Sou um sonhador; tenho tão pouca vida real, que momentos como estes que presentemente vivo, por demais preciosos, não posso deixar de os repetir nos meus sonhos.

 Porém, Dostoiévski traz o amor, a paixão repentina vivida intensamente por meio da linguagem, do escambo de palavras e entendimento mútuo (ao menos no pensamento fantasioso e enclausurado do personagem central) em quatro noites. Ela, Nástienka, menina ingênua, armada de sonhos, já que tem sua liberdade tolhida, passa os dias atada à saia da avó, tendo ainda como companheira uma criada surda. E ele, o Sonhador, segue igualmente atado a sua solidão sem costura. E tudo o que os aproximam são lágrimas e alguns gritos, suficientes para dar início a longos instantes de conversas, banhadas pela claridade das horas e iluminadas pela brancura da noite.

Agora não lhe interessam essas miudezas! Agora ele é rico de sua própria vida.

 À medida em que descreve a ela o quanto o seu contato com o mundo externo é escasso, burocrático e vazio, aumenta o interesse e admiração da doce e sonhadora Nástienka, que, na ocasião dessas conferências, vive uma desilusão amorosa, a hesitação da espera, necessitando de ajuda imediata. Ela busca, com seu interlocutor, conselhos para a melhor resolução de seu impasse.

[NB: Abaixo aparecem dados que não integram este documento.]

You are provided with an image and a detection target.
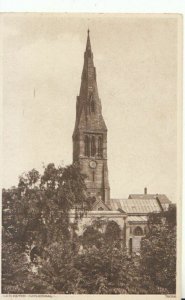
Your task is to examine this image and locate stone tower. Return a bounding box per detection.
[73,30,110,203]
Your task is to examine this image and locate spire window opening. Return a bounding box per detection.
[98,136,103,157]
[91,136,96,156]
[134,226,143,236]
[91,100,95,113]
[84,135,90,156]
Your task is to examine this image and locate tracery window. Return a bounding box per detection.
[91,100,95,113]
[84,135,90,156]
[91,136,96,156]
[98,136,103,157]
[134,226,143,236]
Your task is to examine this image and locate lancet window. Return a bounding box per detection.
[98,136,103,157]
[84,135,90,156]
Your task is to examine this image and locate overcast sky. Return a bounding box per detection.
[3,13,179,201]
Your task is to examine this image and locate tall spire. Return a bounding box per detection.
[86,29,91,53]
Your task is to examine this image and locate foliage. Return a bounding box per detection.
[2,164,176,294]
[141,206,176,294]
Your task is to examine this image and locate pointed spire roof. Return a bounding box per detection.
[74,29,107,132]
[86,29,91,52]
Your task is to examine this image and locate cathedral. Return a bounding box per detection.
[71,30,171,252]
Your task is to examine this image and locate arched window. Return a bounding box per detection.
[91,136,96,156]
[134,226,143,236]
[98,136,103,157]
[105,221,121,248]
[84,135,90,156]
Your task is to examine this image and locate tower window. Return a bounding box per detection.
[98,136,103,157]
[91,100,95,113]
[91,136,96,156]
[84,135,90,156]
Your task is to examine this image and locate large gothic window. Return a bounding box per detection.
[91,100,95,112]
[134,226,143,236]
[91,136,96,156]
[98,136,103,157]
[84,135,90,156]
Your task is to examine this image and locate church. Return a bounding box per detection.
[71,30,171,253]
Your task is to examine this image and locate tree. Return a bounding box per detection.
[141,206,176,294]
[2,164,87,293]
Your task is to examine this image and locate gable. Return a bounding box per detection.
[92,200,110,211]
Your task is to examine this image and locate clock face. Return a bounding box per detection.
[89,160,96,169]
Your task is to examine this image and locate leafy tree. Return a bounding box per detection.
[141,206,176,294]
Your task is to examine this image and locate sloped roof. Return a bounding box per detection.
[128,194,171,210]
[110,198,161,214]
[127,216,148,223]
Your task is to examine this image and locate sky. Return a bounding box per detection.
[3,13,180,202]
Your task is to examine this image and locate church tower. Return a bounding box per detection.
[73,30,110,203]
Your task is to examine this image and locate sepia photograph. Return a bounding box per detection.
[1,13,182,299]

E segue o tema do amor, a dúvida amorosa, a entrega, a ilusão, o amor em fatias, o amor inventado, o amor em barreiras, o amor impossível, como queira chamar.

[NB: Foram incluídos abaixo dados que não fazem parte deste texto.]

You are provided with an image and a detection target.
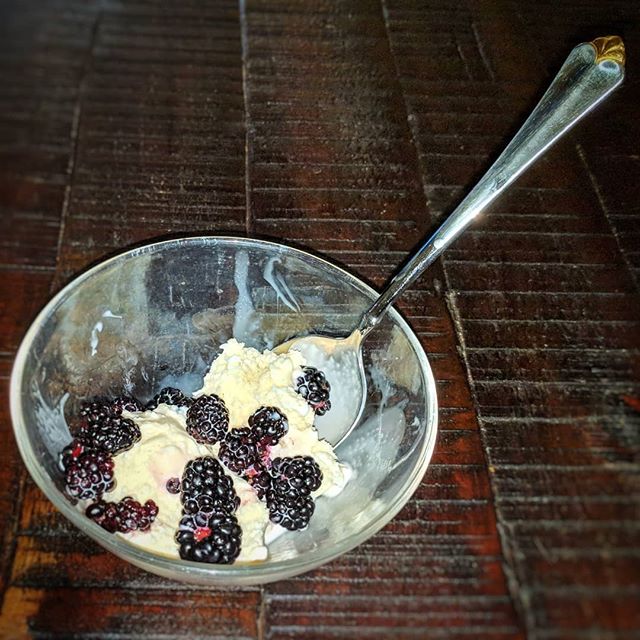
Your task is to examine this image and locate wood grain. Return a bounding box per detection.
[0,0,640,640]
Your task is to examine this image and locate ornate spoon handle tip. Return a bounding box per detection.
[589,36,625,67]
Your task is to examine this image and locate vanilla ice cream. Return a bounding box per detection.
[99,339,350,562]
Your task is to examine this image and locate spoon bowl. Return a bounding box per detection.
[277,36,624,445]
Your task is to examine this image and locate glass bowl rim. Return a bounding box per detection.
[9,234,438,585]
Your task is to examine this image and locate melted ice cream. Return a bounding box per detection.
[104,339,350,562]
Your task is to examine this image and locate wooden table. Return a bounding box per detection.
[0,0,640,640]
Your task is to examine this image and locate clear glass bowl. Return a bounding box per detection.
[11,237,437,585]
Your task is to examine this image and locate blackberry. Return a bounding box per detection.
[61,448,115,500]
[78,415,141,456]
[267,490,315,531]
[58,439,91,473]
[218,427,260,473]
[180,456,240,513]
[187,394,229,444]
[165,478,180,494]
[296,367,331,416]
[175,511,242,564]
[146,387,193,409]
[110,396,144,416]
[244,467,272,500]
[271,456,322,498]
[249,407,289,445]
[85,496,158,533]
[80,398,112,425]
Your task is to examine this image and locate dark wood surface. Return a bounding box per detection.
[0,0,640,640]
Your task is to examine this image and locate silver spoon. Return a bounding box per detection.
[275,36,625,445]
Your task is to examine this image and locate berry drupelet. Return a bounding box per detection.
[271,456,322,498]
[218,427,260,473]
[267,496,315,531]
[80,398,113,426]
[296,367,331,416]
[187,394,229,444]
[249,407,289,445]
[78,414,141,456]
[85,497,158,533]
[180,456,240,514]
[109,396,144,416]
[244,465,273,500]
[175,511,242,564]
[145,387,193,410]
[60,440,115,500]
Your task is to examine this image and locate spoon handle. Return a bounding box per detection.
[358,36,625,336]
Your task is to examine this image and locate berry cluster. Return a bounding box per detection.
[175,456,242,564]
[85,497,158,533]
[265,456,322,531]
[187,394,229,444]
[58,439,115,500]
[77,397,142,456]
[218,407,322,530]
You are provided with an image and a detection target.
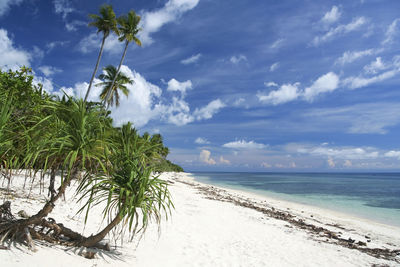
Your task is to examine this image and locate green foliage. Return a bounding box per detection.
[79,123,173,238]
[96,65,133,107]
[117,10,142,46]
[89,5,118,38]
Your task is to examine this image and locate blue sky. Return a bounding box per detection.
[0,0,400,171]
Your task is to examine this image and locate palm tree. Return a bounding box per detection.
[84,5,118,102]
[78,123,173,247]
[96,65,133,108]
[106,10,142,107]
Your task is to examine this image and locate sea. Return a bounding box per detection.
[192,172,400,227]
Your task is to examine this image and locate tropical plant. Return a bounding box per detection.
[79,123,173,246]
[105,10,142,105]
[96,65,133,108]
[84,5,118,102]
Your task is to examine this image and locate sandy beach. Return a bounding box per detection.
[0,173,400,267]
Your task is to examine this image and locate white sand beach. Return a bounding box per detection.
[0,173,400,267]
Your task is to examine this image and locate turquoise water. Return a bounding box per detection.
[192,172,400,226]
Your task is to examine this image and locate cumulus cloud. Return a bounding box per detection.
[326,158,336,168]
[0,0,23,17]
[167,79,193,95]
[269,39,285,49]
[260,162,272,169]
[219,156,231,165]
[55,65,225,127]
[343,69,399,89]
[335,49,375,65]
[0,29,32,69]
[264,82,278,87]
[222,140,267,149]
[385,150,400,159]
[76,32,124,54]
[364,57,387,74]
[229,55,247,64]
[199,149,216,165]
[304,72,339,101]
[382,19,400,45]
[296,145,379,162]
[38,66,62,77]
[139,0,199,46]
[269,62,279,72]
[257,83,299,105]
[343,159,353,168]
[194,137,210,145]
[312,17,367,46]
[181,53,201,65]
[321,6,342,24]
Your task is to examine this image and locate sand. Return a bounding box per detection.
[0,173,400,267]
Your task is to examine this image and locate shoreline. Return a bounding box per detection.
[0,173,400,267]
[176,173,400,249]
[186,172,400,230]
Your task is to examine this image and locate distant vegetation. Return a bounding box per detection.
[0,5,183,252]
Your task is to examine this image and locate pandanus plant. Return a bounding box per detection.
[79,123,173,247]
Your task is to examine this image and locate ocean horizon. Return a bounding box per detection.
[190,172,400,227]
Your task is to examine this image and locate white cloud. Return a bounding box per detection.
[0,0,23,17]
[385,150,400,159]
[53,0,74,20]
[304,72,339,101]
[199,149,216,165]
[302,102,400,134]
[269,62,279,72]
[382,19,400,45]
[167,78,193,95]
[312,17,367,46]
[264,82,278,87]
[77,32,124,54]
[139,0,199,45]
[219,156,231,165]
[296,145,380,161]
[321,6,341,24]
[257,83,299,105]
[269,39,285,49]
[335,49,375,65]
[55,65,225,127]
[0,29,32,69]
[364,57,387,74]
[181,53,201,65]
[38,66,62,77]
[194,137,210,145]
[229,55,247,64]
[222,140,267,149]
[193,99,226,120]
[343,69,399,89]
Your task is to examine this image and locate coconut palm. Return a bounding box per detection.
[106,10,142,106]
[96,65,133,108]
[79,123,173,247]
[85,5,118,102]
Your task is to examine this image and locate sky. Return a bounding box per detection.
[0,0,400,172]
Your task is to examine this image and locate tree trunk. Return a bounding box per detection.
[103,41,129,108]
[84,35,107,102]
[79,212,122,247]
[19,167,79,227]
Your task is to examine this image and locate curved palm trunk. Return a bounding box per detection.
[103,41,129,108]
[84,35,107,102]
[79,212,122,247]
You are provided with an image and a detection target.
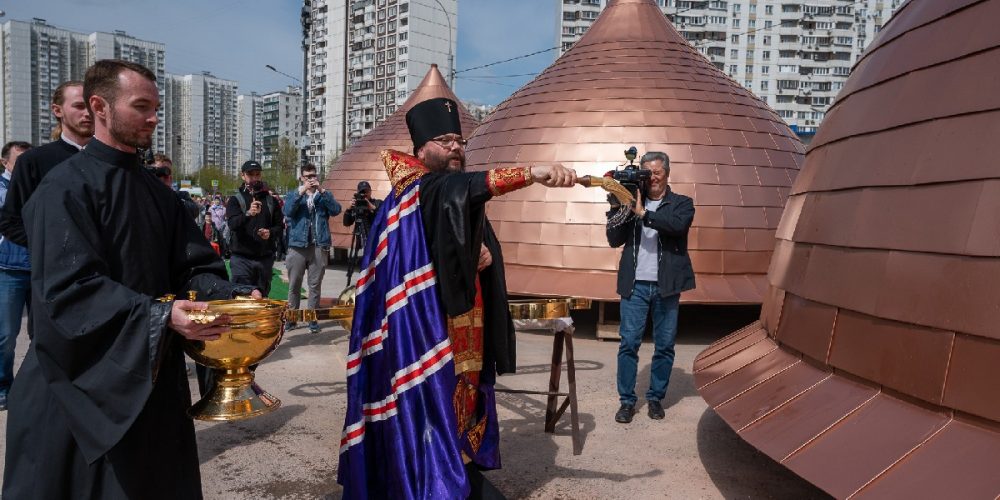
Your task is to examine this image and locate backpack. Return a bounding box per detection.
[222,190,276,248]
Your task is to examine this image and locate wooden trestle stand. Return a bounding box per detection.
[496,299,590,455]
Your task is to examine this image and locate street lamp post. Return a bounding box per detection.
[264,64,308,168]
[434,0,455,87]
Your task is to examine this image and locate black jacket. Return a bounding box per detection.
[0,139,79,247]
[226,183,285,259]
[607,190,695,299]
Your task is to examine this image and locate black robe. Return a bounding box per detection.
[3,139,242,499]
[0,139,80,247]
[420,172,516,376]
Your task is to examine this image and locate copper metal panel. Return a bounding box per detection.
[468,0,804,303]
[775,293,837,363]
[782,394,949,498]
[730,376,878,462]
[696,0,1000,498]
[694,340,778,388]
[694,346,801,402]
[853,420,1000,499]
[830,309,956,403]
[323,64,478,248]
[944,335,1000,424]
[694,322,767,372]
[713,358,833,431]
[694,327,773,376]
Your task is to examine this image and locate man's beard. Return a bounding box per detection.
[424,147,465,172]
[108,110,153,149]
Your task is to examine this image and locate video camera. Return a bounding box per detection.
[611,146,653,197]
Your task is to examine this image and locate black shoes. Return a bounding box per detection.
[615,403,635,424]
[646,401,666,420]
[615,401,666,424]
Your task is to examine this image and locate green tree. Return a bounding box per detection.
[264,137,299,193]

 O que se afigura como um encontro de almas, onde cada um deles divide com o outro sua história e seus anseios em quatro noites, conduz a sequências de diálogos plenos o suficiente para proporcionarem a felicidade súbita, extirpando momentaneamente a solidão abusiva e a reclusão de duas pessoas que vivem de seus sonhos e inventividades.

 Juntos eles criam noites alvas e misturam sonho e realidade, redecorando os dias, clareando a alma, sondando novos terrenos e debatendo sobre os antigos. A timidez pode esperar, pois chegou o tempo de amar inadvertidamente.

 E surge, assim, a oportunidade de ele, o Sonhador, reconciliar-se consigo mesmo, rebelar-se contra sua incomunicação e passar a viver um pouco o que é autêntico, apaixonando-se pelo real e ganhando de si uma desejada absolvição.

Na verdade, com frequência estamos tentados a crer que toda essa vida não é uma criação do sentimentos, nem um jogo caprichoso, inconsistente e uma imaginação enganosa, mas uma realidade verdadeira, algo que realmente existe, algo real e palpável.

 Resta, porém, após quatro noites, uma manhã melancólica, ainda carregada de lirismo, uma finalização efêmera de que foi possível ocupar as vizinhanças por alguns instantes e sentir alguns flagrantes de felicidade. E esses restos, meras recordações, podem preencher uma vida inteira para quem sonha, já que a realidade dá bastante trabalho.